Galatasaray’a geldiğinde taraftarın seni sahiplenmeyeceği konuşuluyordu. Şimdiyse uyandırdığın saygınlıktan dem vuruluyor. Benimsenmeni neye bağlıyorsun?

Ön yargı olabiliyor, tanımıyor insanlar sizi, sadece sahada ve ekranda karşılarında oluyoruz. Spor kültürümüzün tam anlamıyla yerleştiği söylenemez. Hangi takımı tuttuğumun bir önemi yok, üzerime giydiğim forma için gereken mücadeleyi her zaman gösteririm. Taraftarlar sporcular da kendileri gibi olsun isterler ama bunu her zaman yakalamak mümkün değil. Meral ve Birsel yakın arkadaşım ama saha içinde onlar gelir temas eder ben sert faul yaparım, o an üzülmesin diye düşünmem, performansıma dostluğumu asla yansıtmam.

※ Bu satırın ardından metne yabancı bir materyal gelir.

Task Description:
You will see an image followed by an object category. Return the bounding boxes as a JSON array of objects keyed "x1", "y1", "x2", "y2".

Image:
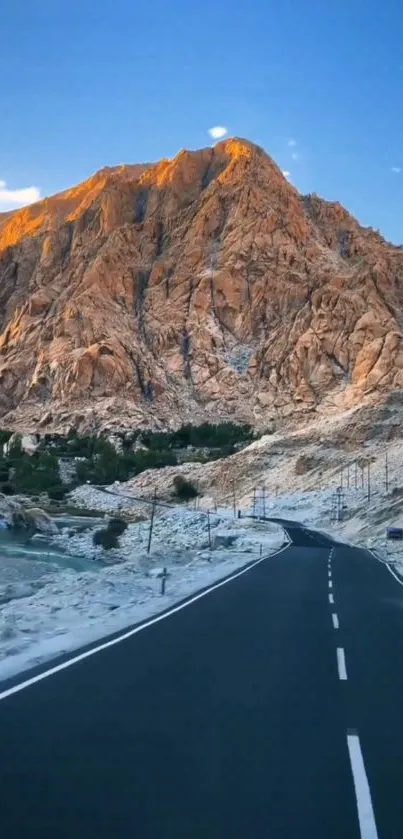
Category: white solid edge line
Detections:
[
  {"x1": 337, "y1": 647, "x2": 347, "y2": 681},
  {"x1": 368, "y1": 548, "x2": 403, "y2": 586},
  {"x1": 0, "y1": 543, "x2": 292, "y2": 700},
  {"x1": 347, "y1": 732, "x2": 378, "y2": 839}
]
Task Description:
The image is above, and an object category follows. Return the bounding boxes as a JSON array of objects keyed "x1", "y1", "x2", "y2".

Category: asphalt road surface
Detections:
[{"x1": 0, "y1": 523, "x2": 403, "y2": 839}]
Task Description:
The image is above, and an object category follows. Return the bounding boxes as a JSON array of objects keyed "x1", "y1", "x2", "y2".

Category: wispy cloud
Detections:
[
  {"x1": 208, "y1": 125, "x2": 228, "y2": 140},
  {"x1": 0, "y1": 181, "x2": 41, "y2": 212}
]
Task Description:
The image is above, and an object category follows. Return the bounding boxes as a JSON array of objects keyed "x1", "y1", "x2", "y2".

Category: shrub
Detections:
[
  {"x1": 0, "y1": 483, "x2": 15, "y2": 495},
  {"x1": 174, "y1": 475, "x2": 199, "y2": 501},
  {"x1": 48, "y1": 486, "x2": 67, "y2": 501},
  {"x1": 92, "y1": 527, "x2": 119, "y2": 551},
  {"x1": 295, "y1": 454, "x2": 321, "y2": 475}
]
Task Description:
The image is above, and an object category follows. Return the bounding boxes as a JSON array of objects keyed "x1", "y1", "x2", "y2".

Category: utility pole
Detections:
[{"x1": 147, "y1": 488, "x2": 157, "y2": 554}]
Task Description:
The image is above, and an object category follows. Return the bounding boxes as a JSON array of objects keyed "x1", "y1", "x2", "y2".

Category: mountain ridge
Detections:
[{"x1": 0, "y1": 138, "x2": 403, "y2": 430}]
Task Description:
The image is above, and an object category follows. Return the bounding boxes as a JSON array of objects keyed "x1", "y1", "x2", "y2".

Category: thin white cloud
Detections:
[
  {"x1": 0, "y1": 181, "x2": 41, "y2": 212},
  {"x1": 208, "y1": 125, "x2": 228, "y2": 140}
]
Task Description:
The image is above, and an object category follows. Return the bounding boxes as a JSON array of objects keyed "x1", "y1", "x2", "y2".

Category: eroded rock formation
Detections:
[{"x1": 0, "y1": 139, "x2": 403, "y2": 430}]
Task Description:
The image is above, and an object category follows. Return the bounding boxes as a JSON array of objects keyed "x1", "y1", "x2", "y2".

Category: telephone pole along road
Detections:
[{"x1": 0, "y1": 523, "x2": 403, "y2": 839}]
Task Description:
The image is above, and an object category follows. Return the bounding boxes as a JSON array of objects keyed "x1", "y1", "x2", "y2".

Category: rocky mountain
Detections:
[{"x1": 0, "y1": 139, "x2": 403, "y2": 430}]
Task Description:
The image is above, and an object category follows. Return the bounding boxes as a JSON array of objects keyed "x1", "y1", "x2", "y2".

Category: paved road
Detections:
[{"x1": 0, "y1": 523, "x2": 403, "y2": 839}]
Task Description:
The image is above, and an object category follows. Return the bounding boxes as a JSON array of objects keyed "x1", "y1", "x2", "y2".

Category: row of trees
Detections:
[{"x1": 0, "y1": 422, "x2": 253, "y2": 500}]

Her yaşanmışlığın yeri ve zamanı var. Birbirinden ayrı tutmak gerek. Fenerbahçe’de geçirdiğim yılları da unutamam, Galatasaray’dakini de unutamam. Para için gittin diyenler oldu, sen gittin takım toparladı diyenler oldu. Şimdi hataymış diyorlar, seni nasıl bırakırlar diyorlar. Allah yüzümü kara çıkarmadı. Buraya geldiğimde belki sert duruşumun da etkisiyle bana yaklaşmıyordu taraftarlar, seslenmiyordu ama zamanla selam vermeye, alkışlamaya başladılar.

Alanında en başarılı Türk kadınlarının başında geliyorsun. Senin gördüğün başarılı kadınlar kimler başka alanlarda?

Yoğun spor yaşantısı içinde birbirinden çok farklı disiplinlere zaman ayırmak gerçekten dışarıdan gözüktüğü kadar kolay değil. Spor dışında şu an aklıma gelen Gülse Birsel’i örnek verebilirim. Yaptığı işler, birkaç kitabını da okudum, eleştirel ve mizahi bakış açısını seviyorum, değerli buluyorum dobra olmasını. Çizgisini hiç bozmuyor. Bilemiyorum ama hayatın diğer alanlarında kadınlar kısıtlandığı için spor faaliyetlerinde daha başarılı gözükebilirler.